My mother never knew about any of this. She died when I was in college.
The moral of this story is that one adult can make an ENORMOUS difference in the life of a child - whether they know it or not.
I am so sorry for the loss of this wonderful man, but I am glad he influenced you and others to make a more gentle world.
I am so sorry for your loss, and send warmth to you and everyone who loved John.

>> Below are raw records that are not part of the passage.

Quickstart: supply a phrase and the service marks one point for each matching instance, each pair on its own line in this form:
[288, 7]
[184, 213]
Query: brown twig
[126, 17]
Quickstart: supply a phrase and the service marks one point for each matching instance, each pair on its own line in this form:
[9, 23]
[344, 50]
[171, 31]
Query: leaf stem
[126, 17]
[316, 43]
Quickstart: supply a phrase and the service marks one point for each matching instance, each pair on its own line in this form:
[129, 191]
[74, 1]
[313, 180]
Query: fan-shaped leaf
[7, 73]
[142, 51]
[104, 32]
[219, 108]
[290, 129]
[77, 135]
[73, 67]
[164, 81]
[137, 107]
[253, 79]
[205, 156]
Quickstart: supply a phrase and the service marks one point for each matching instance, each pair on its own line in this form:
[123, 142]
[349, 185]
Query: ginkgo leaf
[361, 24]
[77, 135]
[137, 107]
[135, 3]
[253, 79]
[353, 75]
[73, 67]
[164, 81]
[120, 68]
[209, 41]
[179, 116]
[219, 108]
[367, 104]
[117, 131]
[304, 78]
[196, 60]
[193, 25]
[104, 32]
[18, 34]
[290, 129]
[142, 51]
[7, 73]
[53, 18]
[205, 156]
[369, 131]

My significant adult was my godmother, Joy, who lived up to her name in so many ways. She listened to me. From my earliest memories of her, she was that precious adult who made me feel so very, very worthy of love because she measured everything I said with fond gravity. She filled in little gaps in my upbringing with such deft kindness that at the time I had no idea what was happening, and was a full-grown adult before I grasped the scope the safety net she offered. She never made fun of me or the things I enjoyed (including my musical choices!), and her house was a quiet and beautiful. I loved her so much, with parts of me that I didn't even realize were involved until she died unexpectedly while on a skiing vacation when I was in my thirties. My grief was enormous and shocking and it still brings tears to my eyes to think of all the things I wish I could share with her. But oh, what a gift she was to a child.
I try to be that significant adult in the life of my niblings, whom I love and adore and admire. They are 11 and 17, and I am never less than amazed at their capacity for creativity, joy, and affection,, even when they are rubbing on my last nerve. The 11 year old is deeply into Taylor Swift right now, and tonight I get to give her an actual hoodie from the Eras tour, and she is going to lose her shit. The 17 year old gets a limited-edition, bright yellow vinyl copy of Lemonade, and likewise. And more, I will get to sit with them and hear their stories today, and relish watching them journey into womanhood with a fierce team of loving aunties behind them. I am lucky beyond the telling of it.